Anastasia Taylor-Lind is a photojournalist, a TED fellow, and a National Geographic Magazine contributor. She is currently a Harvard 2015 Nieman Fellow, based out of Boston. She works for leading magazines all over the world on issues relating to women, birth rights, population, and war.

 

Maidan: Portraits from the Black Square is a powerfully concentrated statement, both about the nature and cost of violent protest.”

The Guardian

Taylor-Lind has lived in Syria and Lebanon, and travels regularly in the Middle East, Russia, and Eastern Europe. Her images are exhibited internationally and she has received a number of prestigious photography awards from a diverse range of organisations that enable her to undertake in-depth long-term reportage.

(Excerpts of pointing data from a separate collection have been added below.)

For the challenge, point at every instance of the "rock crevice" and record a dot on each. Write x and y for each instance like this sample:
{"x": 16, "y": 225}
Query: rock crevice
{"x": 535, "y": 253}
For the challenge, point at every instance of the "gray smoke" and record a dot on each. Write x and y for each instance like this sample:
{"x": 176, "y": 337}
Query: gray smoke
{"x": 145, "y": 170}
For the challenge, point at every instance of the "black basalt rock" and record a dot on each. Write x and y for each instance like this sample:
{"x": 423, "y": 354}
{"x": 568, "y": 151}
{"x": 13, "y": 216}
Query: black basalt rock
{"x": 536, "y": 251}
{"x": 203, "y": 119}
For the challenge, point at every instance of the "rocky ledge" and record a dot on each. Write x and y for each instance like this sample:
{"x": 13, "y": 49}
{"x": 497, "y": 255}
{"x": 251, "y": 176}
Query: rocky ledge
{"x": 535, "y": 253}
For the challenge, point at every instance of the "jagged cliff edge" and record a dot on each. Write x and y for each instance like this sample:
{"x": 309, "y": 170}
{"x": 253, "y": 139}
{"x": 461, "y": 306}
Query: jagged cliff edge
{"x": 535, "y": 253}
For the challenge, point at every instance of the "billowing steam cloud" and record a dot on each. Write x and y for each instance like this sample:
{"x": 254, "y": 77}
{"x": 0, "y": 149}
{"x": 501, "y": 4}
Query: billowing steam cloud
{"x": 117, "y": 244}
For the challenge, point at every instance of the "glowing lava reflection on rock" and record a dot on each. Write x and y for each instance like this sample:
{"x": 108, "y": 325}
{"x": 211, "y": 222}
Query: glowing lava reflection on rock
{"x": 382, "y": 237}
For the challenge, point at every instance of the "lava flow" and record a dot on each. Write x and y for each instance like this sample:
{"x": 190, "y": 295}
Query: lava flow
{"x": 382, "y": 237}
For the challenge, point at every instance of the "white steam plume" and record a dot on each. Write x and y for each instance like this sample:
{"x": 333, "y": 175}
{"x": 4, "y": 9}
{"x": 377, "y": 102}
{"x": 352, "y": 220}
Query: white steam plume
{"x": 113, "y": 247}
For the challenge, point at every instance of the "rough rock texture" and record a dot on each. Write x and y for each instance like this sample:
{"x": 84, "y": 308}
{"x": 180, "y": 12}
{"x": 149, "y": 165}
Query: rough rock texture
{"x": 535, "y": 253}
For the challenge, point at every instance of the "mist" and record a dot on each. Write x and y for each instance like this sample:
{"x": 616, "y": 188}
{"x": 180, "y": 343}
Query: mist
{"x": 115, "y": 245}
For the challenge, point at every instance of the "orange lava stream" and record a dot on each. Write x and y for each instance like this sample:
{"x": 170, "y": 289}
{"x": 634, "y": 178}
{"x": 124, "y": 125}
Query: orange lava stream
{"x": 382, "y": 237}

Her first book Maidan: Portraits from the Black Square documents the 2014 Ukrainian uprising in Kiev. She holds degrees in Documentary Photography from the University of Wales Newport and the London College of Communication.   

Speech Topics

Visual Artists
Fighters and Mourners of the Ukrainian Revolution
When Anastasia Taylor-Lind arrived in central Kiev on 1 February 2014, Independence Square was under siege, surrounded by police loyal to the government. Rising tensions culminated in the worst day of violence on 20 February and the following day President Yanokovych fled Ukraine. During the protests, Taylor-Lind began shooting portraits against the black backdrop of her improvised studio, just a few feet away from the barricades in the square. The “fighters” are identified by their homemade body armour, and the “mourners” by the bunches of flowers they have brought to pay their respects to the dead. In this talk, Taylor-Lind shares these stark, arresting images, revealing the intimate faces of those involved in, and impacted by, the unrest. It’s a powerful reflection on war, art, and humankind.